A study by Niklas Arvidsson, a professor at Stockholm's KTH Royal institute of Technology, finds that Sweden is well on its way to becoming the first cash-free society. From bus fares to street magazines, the country has embraced digital payments, reports Quartz. However, there are still some obstacles that stand in the way of becoming completely cash-free, including "rising fraud rates, discomfort about personal electronic footprints, the problem of accommodating tourists, and reliability." A cashless Swedish music festival broke out in chaos when its payment system went down. Arvidsson notes that the movement to a cashless society runs the danger of excluding those who are unfamiliar with computers and mobile phones, largely older people in rural areas.

Younger Workers Struggle To Manage Their Finances

New research from MassMutual finds that millennials are struggling to manage their finances and select benefits. While 37 percent of respondents said they were struggling with managing their money, a startling 58 percent of millennials admit the same. The study revealed that many respondents were unsure whether they had the right amount of life insurance, were on track for retirement or had used their employer-provided benefits correctly. Covering the study for Forbes, Jamie Hopkins reported that 40 percent of respondents were distracted at work due to concerns about finances and that "this appears to be a growing concern among employees, as only 25% of respondents in a PricewaterhouseCoopers survey in 2014 found that it was a distraction."

Square Reveals Plans To Go Public Despite Growing Losses

Mobile payment startup Square made its IPO prospectus public, capping a busy week for CEO Jack Dorsey, who will be returning as CEO of Twitter. While Square's revenue increased by 54 percent to $850 million last year, its losses also increased to $154 million. Dorsey faces questions as to whether he can juggle both CEO roles and take a money losing company public. Inc. magazine's Maria Aspan notes that 95 percent of Square's revenue comes from processing payments and that this is a notoriously low margin business, as Square burns two-thirds of every dollar it brings in. "Square’s transaction costs-to-revenue breakdown (is) consistently more than 60 percent. As a rough comparison with a much more established competitor, PayPal’s transaction efficiency ratio is 30 percent: It spent $1.2 billion on transaction costs in the first six months of 2015, to process $3.9 billion of payments," writes Aspan. Square has cost itself dearly by paying the interchange fees charged by banks and credit card networks. 

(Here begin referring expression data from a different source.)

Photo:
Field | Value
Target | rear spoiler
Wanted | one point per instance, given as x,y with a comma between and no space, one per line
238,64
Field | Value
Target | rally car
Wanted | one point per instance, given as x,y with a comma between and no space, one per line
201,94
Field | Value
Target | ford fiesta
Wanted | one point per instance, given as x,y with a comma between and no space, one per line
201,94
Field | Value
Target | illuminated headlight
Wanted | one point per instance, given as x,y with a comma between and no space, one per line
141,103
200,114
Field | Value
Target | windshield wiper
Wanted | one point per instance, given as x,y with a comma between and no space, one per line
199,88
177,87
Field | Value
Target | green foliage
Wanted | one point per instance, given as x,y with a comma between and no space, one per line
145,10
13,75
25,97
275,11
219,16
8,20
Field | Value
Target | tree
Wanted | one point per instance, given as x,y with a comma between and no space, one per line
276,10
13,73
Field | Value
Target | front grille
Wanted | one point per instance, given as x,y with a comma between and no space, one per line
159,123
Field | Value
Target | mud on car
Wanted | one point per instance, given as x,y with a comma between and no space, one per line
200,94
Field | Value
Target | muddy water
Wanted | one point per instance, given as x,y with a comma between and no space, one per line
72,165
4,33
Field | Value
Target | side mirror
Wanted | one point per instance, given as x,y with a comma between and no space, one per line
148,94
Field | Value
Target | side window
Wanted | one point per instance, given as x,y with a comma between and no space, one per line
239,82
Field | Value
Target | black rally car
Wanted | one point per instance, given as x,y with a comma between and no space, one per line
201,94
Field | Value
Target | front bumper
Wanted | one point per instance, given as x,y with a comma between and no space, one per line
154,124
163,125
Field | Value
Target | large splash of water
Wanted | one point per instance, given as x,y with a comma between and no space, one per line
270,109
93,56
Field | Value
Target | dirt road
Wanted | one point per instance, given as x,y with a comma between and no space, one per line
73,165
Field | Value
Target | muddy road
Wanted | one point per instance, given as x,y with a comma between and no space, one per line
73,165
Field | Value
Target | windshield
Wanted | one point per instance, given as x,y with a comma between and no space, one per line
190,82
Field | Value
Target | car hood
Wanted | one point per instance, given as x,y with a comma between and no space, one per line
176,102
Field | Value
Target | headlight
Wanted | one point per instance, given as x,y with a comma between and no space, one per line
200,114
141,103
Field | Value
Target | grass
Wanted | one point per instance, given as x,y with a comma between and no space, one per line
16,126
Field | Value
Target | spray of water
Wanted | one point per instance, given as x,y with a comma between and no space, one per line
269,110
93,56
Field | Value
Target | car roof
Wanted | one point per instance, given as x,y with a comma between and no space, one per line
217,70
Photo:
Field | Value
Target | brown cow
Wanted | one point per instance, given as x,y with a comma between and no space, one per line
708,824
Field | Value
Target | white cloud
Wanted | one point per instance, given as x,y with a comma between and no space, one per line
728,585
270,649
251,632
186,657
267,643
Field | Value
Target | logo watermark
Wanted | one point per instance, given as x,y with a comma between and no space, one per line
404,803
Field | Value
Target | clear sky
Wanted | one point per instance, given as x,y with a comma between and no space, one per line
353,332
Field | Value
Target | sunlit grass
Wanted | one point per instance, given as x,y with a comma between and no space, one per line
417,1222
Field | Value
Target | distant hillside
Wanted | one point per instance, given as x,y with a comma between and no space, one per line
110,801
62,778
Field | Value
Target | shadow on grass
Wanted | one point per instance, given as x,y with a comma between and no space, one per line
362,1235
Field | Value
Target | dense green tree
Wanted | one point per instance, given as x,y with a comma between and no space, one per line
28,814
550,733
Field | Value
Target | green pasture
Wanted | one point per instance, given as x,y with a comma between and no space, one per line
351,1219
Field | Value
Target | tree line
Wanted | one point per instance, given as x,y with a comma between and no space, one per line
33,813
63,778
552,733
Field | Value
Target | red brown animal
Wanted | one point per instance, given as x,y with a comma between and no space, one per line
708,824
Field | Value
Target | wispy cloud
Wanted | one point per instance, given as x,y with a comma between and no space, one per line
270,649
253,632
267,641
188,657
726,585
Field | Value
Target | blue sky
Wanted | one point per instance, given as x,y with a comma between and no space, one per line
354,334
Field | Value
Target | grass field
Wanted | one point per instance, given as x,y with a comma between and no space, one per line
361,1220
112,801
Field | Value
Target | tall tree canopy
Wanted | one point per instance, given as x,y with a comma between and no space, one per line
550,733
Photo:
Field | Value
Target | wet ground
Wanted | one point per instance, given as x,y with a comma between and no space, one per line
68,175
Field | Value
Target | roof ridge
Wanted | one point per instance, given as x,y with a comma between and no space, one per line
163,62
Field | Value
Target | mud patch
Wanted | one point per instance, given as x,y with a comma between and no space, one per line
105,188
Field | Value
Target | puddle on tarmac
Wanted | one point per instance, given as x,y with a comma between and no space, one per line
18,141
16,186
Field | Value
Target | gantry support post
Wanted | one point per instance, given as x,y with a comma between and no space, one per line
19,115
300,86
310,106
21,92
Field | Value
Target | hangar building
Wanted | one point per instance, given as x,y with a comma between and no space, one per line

Payment Processor Worldpay IPOs At Lofty Valuation, First Data IPO A Dud

Worldpay, a payment processor that was once part of Royal Bank of Scotland, saw shares gain ground upon its Tuesday IPO. Meanwhile, across the ocean First Data saw shares fall by 1.5 percent as the company returned to a public listing. The market outcomes were quite different for two of the five biggest payment processors in the world.  Worldpay has been priced at 22 times net profits forecast for 2016, 16 times earnings before interest, tax, depreciation and amortization; this is a lofty valuation compared to First Data at less than 12x EBITDA and fellow payments company Vantiv, which trades at 12.5x EBITDA. The Wall Street Journal notes that Worldpay could grow through various services, including helping small businesses maintain their books more efficiently and obtain loans through specialists who use Worldpay's data.